On 9 December 1747, the property was sold by auction for 1,501 eigsdaler to royal building master Jacob Fortling. He acted on behalf of Jacob Barchmann, who already owned the adjacent Barchmann Mansion at the corner of Frederiksholms Kanal.

The existing building was in 1757 replaced by a new four-storey building. The identity of the architect is not known but it is believed that it was designed by Philip de Lange who had also constructed Barchmann's first mansion at the site. It is assumed that the building was constructed as a rental property.

Barchmann's properties were on 11 March 1779 sold to John and William Brown. The jurist Christian Martfelt (1728-1790) resided in the building in the years 1774–1779.

Kohn and William Brown's firm went bankrupt in 1787. Their properties at the corner of Frederiksholms Kanal at Ny Kongensgade were subsequently sold by auction on 21 February 1788 to different buyers. No. 340 C was sold to Ove Malling for 4,865 rigsdaler. The large corner mansion (No. 341 B) was sold to the lawyer Christopher Hansteen for 12,010 rigsdaler. No. 341 was sold to warehouse manager Ole Christensen for 11,700 rigsdaler.

===19th century===
Matthias Holten, father of professor Carl Holten, purchased the building in 1812.

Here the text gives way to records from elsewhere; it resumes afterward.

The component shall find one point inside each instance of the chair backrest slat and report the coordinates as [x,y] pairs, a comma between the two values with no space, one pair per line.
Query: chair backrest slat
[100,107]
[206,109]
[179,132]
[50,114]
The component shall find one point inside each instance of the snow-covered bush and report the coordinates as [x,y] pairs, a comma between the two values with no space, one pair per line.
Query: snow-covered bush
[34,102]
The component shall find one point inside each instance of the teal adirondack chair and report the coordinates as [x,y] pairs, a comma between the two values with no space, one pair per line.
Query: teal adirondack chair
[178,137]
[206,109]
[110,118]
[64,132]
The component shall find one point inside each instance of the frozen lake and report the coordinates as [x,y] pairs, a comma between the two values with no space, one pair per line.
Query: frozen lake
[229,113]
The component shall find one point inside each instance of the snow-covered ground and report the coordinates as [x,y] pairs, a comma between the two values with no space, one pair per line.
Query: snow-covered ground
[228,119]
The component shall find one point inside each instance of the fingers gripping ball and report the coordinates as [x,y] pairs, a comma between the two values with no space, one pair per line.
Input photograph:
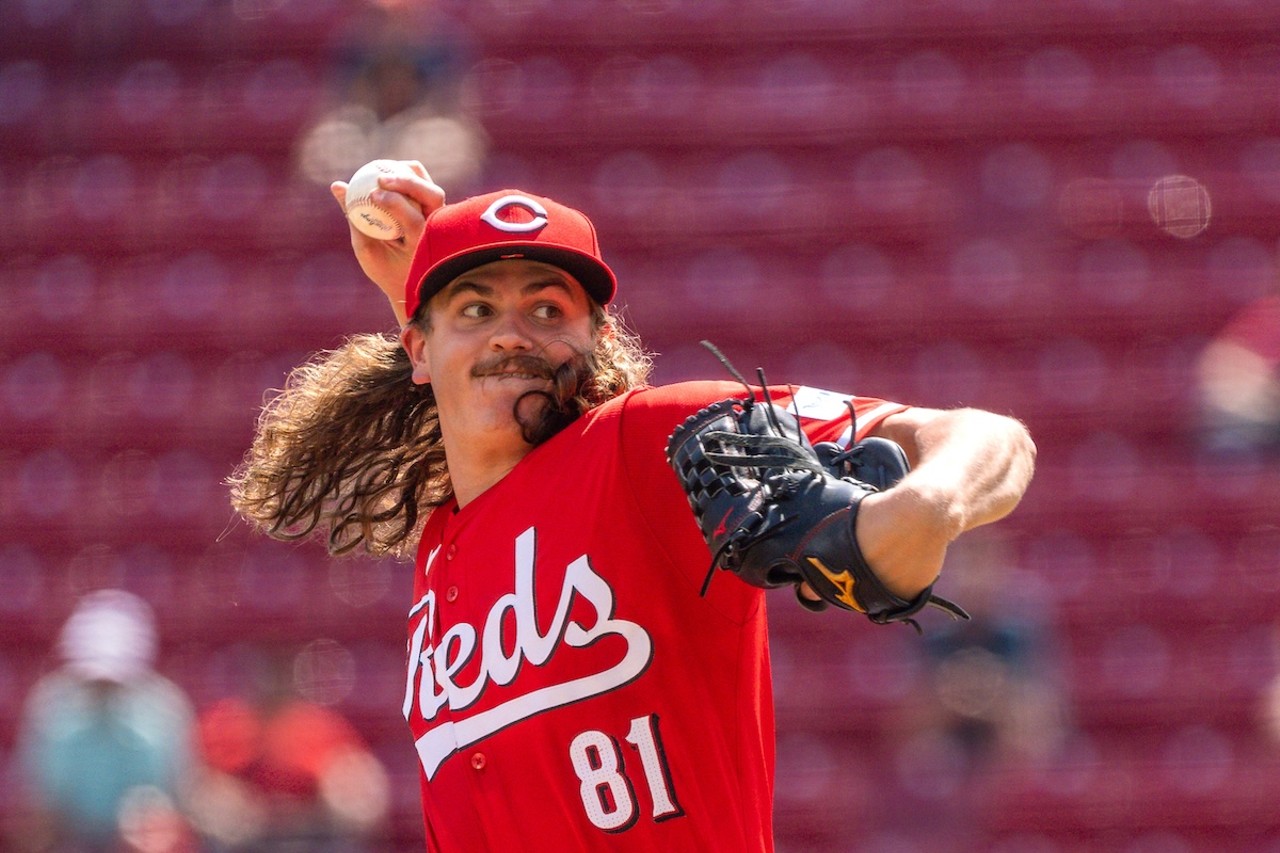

The building was from 1841 to 1853 owned by Albert Bartholin Hagen. He refurbished the building. The property was in 1877 acquired by merchant Gunni Busck, owner of Scandinavian Preserved Butter company, who that same year also founded Københavns Mælkeforsyning. Busck resided in the building with a housekeeper and a maid at the time of the 1880 census. The only other residents were the concierge August Frederik Mansen, his wife Marie Christiane Mansen and their 11-year-old son.

Busck had gas, plumbing and electricity installed in 1885.

===20th century===
The mansion was in 1917 sold to Henri Odewahn. He was the owner of the leading tea company C. J. Carøe. He refurbished the building with the assistance of the architect Bent Helweg-Møller to. Odewahn was also the owner of the country house Rågegården in Rågeleje.